Ed Chan: The rest of that journey also helps you identify which clients to match up with which senior client manager. So often we talk about A-class clients, B-class clients, and C-class clients, and we forget that if a client doesn't get along with one particular client manager, they may get along with another client manager, and it's to do with a personality. So for example, we have three or four client managers and I often say to the new clients that the new prospective client that comes along. I'd say to them, ‘Look, I'm going to match you up. I think Julie is the right person for you. But in the event that, you don't like her for whatever reason, then let me know. Don't just leave, let me know. We've got three others here to choose from.’ 

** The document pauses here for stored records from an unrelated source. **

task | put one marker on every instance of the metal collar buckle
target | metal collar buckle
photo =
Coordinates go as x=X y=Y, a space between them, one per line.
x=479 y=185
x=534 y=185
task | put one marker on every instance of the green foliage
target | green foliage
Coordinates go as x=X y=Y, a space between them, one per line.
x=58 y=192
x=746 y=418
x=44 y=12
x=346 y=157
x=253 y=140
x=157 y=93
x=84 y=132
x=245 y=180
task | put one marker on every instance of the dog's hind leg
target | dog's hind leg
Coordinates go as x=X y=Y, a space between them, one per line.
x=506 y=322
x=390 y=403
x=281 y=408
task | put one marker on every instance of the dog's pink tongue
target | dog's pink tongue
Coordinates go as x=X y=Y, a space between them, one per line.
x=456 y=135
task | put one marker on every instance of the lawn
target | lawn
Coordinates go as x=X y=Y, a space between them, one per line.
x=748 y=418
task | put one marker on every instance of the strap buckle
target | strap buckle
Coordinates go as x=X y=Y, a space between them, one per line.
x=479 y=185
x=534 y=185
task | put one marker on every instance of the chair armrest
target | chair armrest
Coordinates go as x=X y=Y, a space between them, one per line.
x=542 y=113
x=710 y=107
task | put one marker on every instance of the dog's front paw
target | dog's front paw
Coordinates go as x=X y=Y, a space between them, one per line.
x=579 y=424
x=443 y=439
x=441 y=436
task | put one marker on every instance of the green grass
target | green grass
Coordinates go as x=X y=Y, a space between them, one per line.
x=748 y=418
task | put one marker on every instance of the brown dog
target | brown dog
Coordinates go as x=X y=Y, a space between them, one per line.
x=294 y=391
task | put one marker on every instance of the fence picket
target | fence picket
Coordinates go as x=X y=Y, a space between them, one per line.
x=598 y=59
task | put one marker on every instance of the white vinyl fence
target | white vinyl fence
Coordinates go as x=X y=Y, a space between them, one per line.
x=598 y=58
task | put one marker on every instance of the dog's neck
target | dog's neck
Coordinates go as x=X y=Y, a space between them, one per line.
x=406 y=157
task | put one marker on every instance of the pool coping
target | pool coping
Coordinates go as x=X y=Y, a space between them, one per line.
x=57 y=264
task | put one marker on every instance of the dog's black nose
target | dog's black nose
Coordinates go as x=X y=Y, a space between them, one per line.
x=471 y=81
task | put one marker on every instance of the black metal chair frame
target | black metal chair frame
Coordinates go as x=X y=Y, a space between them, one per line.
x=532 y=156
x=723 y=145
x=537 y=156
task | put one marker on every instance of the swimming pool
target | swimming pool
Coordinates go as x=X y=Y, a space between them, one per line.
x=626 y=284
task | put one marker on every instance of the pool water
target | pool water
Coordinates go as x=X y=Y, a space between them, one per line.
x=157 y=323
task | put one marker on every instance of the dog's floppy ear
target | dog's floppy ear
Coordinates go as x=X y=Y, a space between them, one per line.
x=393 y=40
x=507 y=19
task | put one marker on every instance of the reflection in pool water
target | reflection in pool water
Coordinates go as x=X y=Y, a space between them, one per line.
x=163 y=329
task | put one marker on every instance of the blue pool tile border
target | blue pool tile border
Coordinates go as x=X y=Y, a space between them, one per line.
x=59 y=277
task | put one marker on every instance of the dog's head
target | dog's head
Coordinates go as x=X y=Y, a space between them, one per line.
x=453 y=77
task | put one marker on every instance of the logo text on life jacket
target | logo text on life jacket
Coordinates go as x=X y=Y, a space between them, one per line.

So you've got to match the personality of the managers with the personality of the clients. Often where one particular person sees a particular client as a C-class client. Another person sees that client as an A-plus client simply because they're getting along with them. So that's really important as well. 

And if you're measuring the leads conversion and the fees one and the loss of the fees, you can actually drill down into whether you've got the right that you've got the right match between the personality of the client and the personality of the senior manager.